I have been recently following works studying axion field. In many works studying axions, the authors assume the axion field is a bunch of plane wave, for example in this paper, equation 7 (though this paper is about vector particle, but it's similar for scalar particle like axion).
Typically, the authors will say the total axion field is something like the following $$a_{total}(t,\vec{x})=\sum_{i}a_i=\sum_{i}A_i\sin(\omega_i t-\vec{k}_i\cdot\vec{x}+\phi_i)$$ Where $A_{i,0}$ is the amplitude of the plane wave while $\phi_i$ is some random phase. $\omega_i=\sqrt{k_i^2+m_a^2}$
Typically, the authors claim $a_i$ to be the wave function of the $i^{th}$ axion particle (as claimed in the above cited paper), i.e. $A_i\sin(\omega_i t-\vec{k}_i\cdot\vec{x}+\phi_i)$. But it confuses me what does it mean to add together the wave functions of a bunch of independent particles. According to quantum mechanics, if these are the wave functions of different particles, shouldn't the total wave function be the direct product of them (not addition)? If on the other hand, $A_i\sin(\omega_i t-\vec{k}_i\cdot\vec{x}+\phi_i)$ is not the wave function of a single axion particle, what each plane wave physically represent?

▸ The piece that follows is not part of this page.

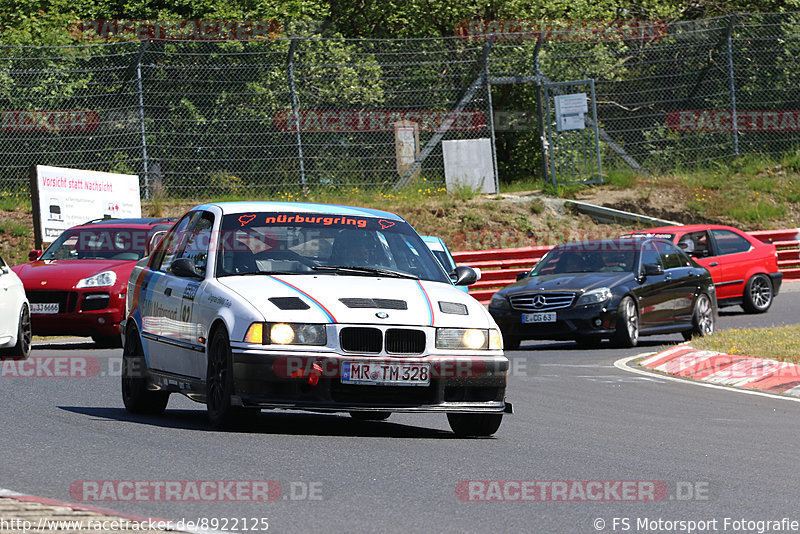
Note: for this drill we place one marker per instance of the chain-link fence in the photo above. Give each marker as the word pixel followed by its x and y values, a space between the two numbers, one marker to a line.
pixel 282 116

Edit for the bounty: We know that there is coherent state $| C\rangle$ for the field, that gives a plane wave field expectation value (For construction of the state in field theory, see this paper), i.e. $\langle C_i|a(x,t)|C_i\rangle=A_i\sin(\omega_i t-\vec{k}_i\cdot\vec{x}+\phi_i)$. Then does this mean the field is in a mixed state described described by the density matrix $\rho=\sum_{i}|C_i\rangle \langle C_i|$?